Sitting in front of a poster of a Black Power fist, Reynolds signed House File 2647, which aims to remove from the ranks of police departments those officers who have a history of serious misconduct. It’s also intended to provide training for officers on recognizing their biases and on techniques for de-escalating confrontations without resorting to force.
Reynolds commended the Legislature for quickly drafting and passing the bill this week. Leaders from both parties met with the governor on Monday and drafted a bill. It passed in one day with unanimous support from Republican and Democrat legislators, following weeks of protests across Iowa in response to the death of George Floyd while in the custody of Minneapolis police.
Reynolds gave special thanks to Reps.

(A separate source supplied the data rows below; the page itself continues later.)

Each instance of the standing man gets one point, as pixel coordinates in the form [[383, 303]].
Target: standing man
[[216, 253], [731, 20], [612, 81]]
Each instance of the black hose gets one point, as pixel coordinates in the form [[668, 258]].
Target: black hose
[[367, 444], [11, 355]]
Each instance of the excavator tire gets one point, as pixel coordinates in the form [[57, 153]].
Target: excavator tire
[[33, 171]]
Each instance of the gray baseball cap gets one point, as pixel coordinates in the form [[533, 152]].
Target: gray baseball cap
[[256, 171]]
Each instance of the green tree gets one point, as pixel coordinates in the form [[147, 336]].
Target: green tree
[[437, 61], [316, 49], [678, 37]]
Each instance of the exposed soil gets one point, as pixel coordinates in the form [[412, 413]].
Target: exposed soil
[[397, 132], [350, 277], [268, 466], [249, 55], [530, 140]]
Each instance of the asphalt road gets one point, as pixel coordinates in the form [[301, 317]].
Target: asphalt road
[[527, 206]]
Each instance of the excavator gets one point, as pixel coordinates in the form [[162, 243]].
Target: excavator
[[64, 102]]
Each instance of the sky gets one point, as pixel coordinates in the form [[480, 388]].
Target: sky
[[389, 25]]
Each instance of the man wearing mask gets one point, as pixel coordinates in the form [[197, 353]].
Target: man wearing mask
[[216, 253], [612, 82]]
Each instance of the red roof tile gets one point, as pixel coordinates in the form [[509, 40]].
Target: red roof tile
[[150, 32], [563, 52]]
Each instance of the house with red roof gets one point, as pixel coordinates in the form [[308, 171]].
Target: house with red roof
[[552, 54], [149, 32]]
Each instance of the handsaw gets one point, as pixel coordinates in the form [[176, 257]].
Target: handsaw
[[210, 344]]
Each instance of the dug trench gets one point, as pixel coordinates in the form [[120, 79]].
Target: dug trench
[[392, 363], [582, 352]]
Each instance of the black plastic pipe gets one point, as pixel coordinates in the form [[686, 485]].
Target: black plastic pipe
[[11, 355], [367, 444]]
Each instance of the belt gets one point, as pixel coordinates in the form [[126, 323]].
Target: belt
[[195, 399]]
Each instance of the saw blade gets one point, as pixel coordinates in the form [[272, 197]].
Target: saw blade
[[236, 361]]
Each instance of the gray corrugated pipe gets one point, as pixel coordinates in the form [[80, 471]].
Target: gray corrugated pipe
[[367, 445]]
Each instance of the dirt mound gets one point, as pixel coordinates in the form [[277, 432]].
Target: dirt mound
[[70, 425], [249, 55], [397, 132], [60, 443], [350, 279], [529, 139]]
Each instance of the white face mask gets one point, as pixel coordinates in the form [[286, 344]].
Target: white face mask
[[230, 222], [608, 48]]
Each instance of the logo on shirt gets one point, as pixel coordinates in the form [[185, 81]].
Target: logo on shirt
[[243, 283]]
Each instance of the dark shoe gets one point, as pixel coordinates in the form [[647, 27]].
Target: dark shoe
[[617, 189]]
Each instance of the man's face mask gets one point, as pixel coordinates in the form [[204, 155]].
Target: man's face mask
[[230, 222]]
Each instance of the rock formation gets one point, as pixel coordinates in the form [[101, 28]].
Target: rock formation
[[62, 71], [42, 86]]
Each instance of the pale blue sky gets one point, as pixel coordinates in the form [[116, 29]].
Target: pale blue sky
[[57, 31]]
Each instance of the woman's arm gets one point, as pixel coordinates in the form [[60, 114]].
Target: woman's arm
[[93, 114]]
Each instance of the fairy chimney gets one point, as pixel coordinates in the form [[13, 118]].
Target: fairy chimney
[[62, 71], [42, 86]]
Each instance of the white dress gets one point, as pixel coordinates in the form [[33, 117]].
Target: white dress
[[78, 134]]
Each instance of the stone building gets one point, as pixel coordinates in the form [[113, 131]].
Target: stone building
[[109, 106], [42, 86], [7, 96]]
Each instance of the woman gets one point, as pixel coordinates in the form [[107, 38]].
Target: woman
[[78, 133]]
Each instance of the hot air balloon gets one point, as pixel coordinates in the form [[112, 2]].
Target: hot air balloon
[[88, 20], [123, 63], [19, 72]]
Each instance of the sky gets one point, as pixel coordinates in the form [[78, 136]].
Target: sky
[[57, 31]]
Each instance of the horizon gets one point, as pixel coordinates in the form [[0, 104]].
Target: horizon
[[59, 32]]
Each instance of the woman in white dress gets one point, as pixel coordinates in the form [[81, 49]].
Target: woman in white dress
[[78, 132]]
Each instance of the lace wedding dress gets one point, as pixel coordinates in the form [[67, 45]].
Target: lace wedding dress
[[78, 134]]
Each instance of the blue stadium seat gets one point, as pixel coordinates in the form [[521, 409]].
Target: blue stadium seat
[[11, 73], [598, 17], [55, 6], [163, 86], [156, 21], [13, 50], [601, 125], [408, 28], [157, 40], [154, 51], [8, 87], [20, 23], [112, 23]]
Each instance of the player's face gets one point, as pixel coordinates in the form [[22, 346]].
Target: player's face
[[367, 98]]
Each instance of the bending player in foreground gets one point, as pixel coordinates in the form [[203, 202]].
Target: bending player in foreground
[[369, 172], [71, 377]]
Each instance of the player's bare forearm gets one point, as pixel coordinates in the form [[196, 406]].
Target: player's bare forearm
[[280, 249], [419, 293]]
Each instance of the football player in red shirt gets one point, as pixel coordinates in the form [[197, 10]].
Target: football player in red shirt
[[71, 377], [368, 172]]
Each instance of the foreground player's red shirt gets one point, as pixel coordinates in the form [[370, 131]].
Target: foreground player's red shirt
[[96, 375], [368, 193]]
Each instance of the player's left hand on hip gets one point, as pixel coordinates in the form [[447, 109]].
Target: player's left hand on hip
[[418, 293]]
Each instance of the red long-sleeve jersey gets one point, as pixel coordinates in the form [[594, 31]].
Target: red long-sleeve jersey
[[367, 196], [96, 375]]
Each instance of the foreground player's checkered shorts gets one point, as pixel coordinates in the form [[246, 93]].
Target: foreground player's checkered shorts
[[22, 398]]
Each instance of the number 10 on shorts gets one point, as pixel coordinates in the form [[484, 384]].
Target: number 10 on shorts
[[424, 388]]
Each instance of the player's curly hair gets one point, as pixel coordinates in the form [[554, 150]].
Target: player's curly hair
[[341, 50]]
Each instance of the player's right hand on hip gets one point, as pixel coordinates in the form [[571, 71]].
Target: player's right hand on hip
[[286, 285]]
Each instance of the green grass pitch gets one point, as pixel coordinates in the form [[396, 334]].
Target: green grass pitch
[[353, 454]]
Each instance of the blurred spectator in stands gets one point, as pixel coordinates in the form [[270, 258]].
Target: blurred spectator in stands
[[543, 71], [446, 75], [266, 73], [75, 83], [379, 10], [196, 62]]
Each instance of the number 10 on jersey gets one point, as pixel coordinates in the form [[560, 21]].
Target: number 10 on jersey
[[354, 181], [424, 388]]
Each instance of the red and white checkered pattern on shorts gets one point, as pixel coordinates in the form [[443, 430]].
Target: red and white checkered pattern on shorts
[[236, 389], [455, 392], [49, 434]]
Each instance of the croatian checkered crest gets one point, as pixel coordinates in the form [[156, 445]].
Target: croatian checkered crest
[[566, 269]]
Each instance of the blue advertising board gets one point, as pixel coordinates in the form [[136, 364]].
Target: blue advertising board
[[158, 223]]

Ako Abdul-Samad, D-Des Moines, and Ras Smith, D-Waterloo, for their work on the bill.
“I’m proud to say in Iowa we do things different,” Reynolds said. “This bill is a loud and resounding signal from the people of Iowa and its leaders that we are ready and willing to act.”
Reynolds, however, did not say anything about signing an executive order granting automatic restoration of voting rights for felons — a step that activists have asked her to take this session.

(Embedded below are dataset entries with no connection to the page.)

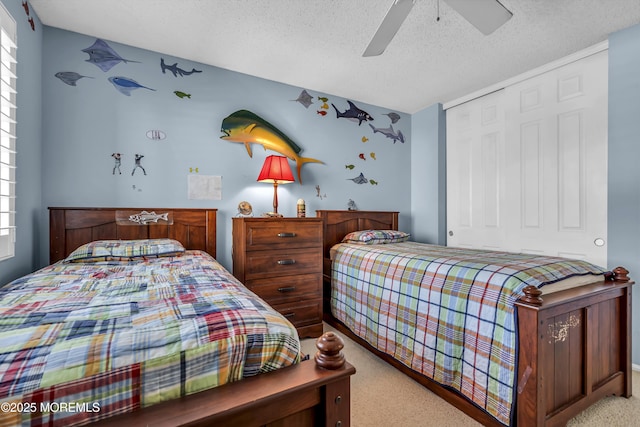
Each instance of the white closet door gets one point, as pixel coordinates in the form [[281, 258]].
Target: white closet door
[[551, 166], [475, 173]]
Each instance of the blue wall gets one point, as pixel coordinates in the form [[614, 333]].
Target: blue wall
[[624, 154], [86, 123], [29, 231], [428, 175]]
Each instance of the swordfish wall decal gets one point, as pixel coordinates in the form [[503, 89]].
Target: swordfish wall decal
[[248, 128]]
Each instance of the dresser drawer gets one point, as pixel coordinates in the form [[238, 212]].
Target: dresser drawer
[[263, 264], [301, 314], [282, 234], [287, 289]]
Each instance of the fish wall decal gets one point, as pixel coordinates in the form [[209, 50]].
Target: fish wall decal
[[248, 128], [389, 133], [175, 69], [393, 116], [145, 217], [103, 56], [304, 98], [181, 94], [125, 85], [360, 179], [353, 113]]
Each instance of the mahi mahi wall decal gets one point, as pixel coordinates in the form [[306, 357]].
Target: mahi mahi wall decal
[[248, 128]]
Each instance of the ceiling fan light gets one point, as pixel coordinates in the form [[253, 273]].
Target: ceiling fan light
[[392, 21]]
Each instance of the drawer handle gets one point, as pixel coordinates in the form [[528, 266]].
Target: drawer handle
[[286, 234]]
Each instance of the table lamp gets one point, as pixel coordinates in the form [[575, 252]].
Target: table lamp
[[276, 170]]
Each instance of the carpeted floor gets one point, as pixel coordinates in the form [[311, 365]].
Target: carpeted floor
[[383, 396]]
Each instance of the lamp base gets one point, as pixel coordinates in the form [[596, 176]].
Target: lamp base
[[273, 215]]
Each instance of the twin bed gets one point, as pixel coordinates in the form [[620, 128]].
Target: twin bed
[[151, 330], [136, 323], [510, 339]]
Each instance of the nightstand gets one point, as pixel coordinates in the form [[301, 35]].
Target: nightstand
[[280, 260]]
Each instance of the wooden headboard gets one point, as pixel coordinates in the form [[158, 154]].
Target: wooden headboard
[[338, 224], [71, 227]]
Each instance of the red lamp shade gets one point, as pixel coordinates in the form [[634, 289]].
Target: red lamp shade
[[276, 170]]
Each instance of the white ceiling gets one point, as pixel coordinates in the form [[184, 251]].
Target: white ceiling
[[318, 44]]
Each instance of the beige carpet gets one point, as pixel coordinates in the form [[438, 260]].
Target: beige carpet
[[382, 396]]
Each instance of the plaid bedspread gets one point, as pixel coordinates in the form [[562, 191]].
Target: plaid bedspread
[[446, 313], [81, 342]]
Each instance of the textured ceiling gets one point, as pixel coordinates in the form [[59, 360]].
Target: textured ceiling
[[318, 44]]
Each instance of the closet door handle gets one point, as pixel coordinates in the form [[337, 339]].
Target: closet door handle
[[286, 234]]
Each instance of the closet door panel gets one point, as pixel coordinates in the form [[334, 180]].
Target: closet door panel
[[533, 176]]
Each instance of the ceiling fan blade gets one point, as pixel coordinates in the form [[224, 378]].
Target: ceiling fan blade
[[389, 27], [486, 15]]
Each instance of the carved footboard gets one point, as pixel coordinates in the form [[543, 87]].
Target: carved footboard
[[574, 345], [580, 351], [313, 393]]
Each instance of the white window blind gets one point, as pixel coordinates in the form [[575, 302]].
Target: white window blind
[[8, 46]]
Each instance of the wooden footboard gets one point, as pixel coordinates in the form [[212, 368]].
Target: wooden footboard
[[574, 346], [313, 393]]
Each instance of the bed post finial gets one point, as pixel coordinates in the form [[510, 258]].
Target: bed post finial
[[532, 295], [329, 354]]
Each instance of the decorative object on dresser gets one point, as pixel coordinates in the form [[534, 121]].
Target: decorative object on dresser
[[314, 392], [275, 170], [280, 259]]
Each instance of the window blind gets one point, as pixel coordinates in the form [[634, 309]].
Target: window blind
[[8, 48]]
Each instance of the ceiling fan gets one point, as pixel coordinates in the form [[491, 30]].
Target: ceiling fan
[[486, 15]]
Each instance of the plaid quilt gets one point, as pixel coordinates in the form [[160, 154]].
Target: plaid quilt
[[83, 341], [446, 313]]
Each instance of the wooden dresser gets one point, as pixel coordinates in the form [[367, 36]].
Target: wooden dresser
[[280, 259]]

However, the governor met with a few members of Des Moines Black Lives Matter on Friday and said she is planning on drafting an executive order, said Matthew Bruce, a leader in the group.
Members of Des Moines Black Lives Matter have a meeting scheduled with the governor on Monday to look over the draft, he added.
Pat Garrett, spokesperson for the governor’s office, did not respond to a request for confirmation regarding the proposed executive order. Reynolds did not answer any questions during the public signing.
While Friday was a joyous occasion for those on hand, Bruce said the group’s primary goal is getting Reynolds to sign the executive order.
“It’s joy. It’s pure joy. We know we’re getting stuff done that’s going to affect generations,” Bruce said. “We’re trying to sit in the joy moving forward.”